Mindful of the attention-riveting effects of musical dynamism, Lethvm up the energy almost immediately with the piston-like snare rhythm that then launches “Winter’s Journey” — though the song soon subsides into a conjunction of slow pounding, long moaning chords, and skin-splitting vocal agony, falling even further into an abyss of gloom with the slow strumming and picking of a ringing, melancholy melody over a grim bass line and the ritualistic boom and tumble of the drums.

Such changes happen repeatedly as the music continues to evolve over the course of the album, moving among sepulchral riffs, unsettling leads that coil the winding springs of anxiety and despair or appear like ghostly emanations from beyond our veil of tears, and chords that ring out like clarion calls of pain. The music sounds like a march to the gallows, heaves and boils like a cauldron of anguish, rumbles like an earthquake, and provides panoramic spaces for beautiful though deeply melancholy guitar solos.

And of course the band also regularly do their best to just slowly and deliberately beat the hell out of the listener with staggering and oppressive force, as if to say, life is eventually going to do this to you, you might as well get it over with now.

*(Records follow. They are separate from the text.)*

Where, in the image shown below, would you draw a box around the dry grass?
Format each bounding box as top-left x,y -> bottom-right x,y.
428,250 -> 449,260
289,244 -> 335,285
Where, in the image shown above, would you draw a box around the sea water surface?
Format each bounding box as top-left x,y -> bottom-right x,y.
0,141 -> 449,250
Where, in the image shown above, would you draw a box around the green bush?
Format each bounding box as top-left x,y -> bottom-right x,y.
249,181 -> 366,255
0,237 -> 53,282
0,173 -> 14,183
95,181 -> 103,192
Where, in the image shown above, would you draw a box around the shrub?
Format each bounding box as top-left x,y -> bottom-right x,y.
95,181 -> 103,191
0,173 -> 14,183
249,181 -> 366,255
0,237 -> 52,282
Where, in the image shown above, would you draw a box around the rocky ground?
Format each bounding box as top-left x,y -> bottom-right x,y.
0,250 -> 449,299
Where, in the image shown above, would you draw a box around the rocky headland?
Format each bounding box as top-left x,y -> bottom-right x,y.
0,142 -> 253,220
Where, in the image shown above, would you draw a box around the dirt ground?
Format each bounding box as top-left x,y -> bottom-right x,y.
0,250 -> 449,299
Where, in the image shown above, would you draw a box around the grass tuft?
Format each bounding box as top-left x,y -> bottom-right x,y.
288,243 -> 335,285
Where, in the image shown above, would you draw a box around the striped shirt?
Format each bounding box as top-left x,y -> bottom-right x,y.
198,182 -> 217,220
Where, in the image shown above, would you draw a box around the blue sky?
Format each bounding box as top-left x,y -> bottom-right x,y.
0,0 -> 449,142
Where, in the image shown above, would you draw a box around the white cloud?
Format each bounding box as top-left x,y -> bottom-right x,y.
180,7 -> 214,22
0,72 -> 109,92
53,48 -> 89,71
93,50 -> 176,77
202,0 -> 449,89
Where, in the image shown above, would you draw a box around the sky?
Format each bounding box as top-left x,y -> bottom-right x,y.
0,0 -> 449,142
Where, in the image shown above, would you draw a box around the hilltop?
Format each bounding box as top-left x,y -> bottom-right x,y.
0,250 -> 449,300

In short, this is an emotionally devastating album, but so well-constructed and so gripping that you can’t get away from it, and won’t want to.

 

 

This Fall Shall Cease was recorded, mixed, and mastered at Noise Factory Studio, and the album includes cover art by David SC. It is being released in a variety of formats by a consortium of different labels:

Digipak CD released by Deadlight Entertainment
http://www.deadlight.fr/products/601376-lethvm-this-fall-shall-cease

Cassette Tape by Denses Records
http://densesrecord.tictail.com/

Vinyl LP by Dunk! Records
https://dunkrecords.com/

Digital:
https://deadlight.bandcamp.com/album/this-fall-shall-cease

LETHVM on Facebook:
https://www.facebook.com/lethvmband/

 

  2 Responses to “AN NCS ALBUM PREMIERE (AND A REVIEW): LETHVM — “THIS FALL SHALL CEASE””

  1. That is an intense album.

  2. I`m impress. A long time since a band with such a post-metal sound/stile gets me this much. Thanks for the recomedation!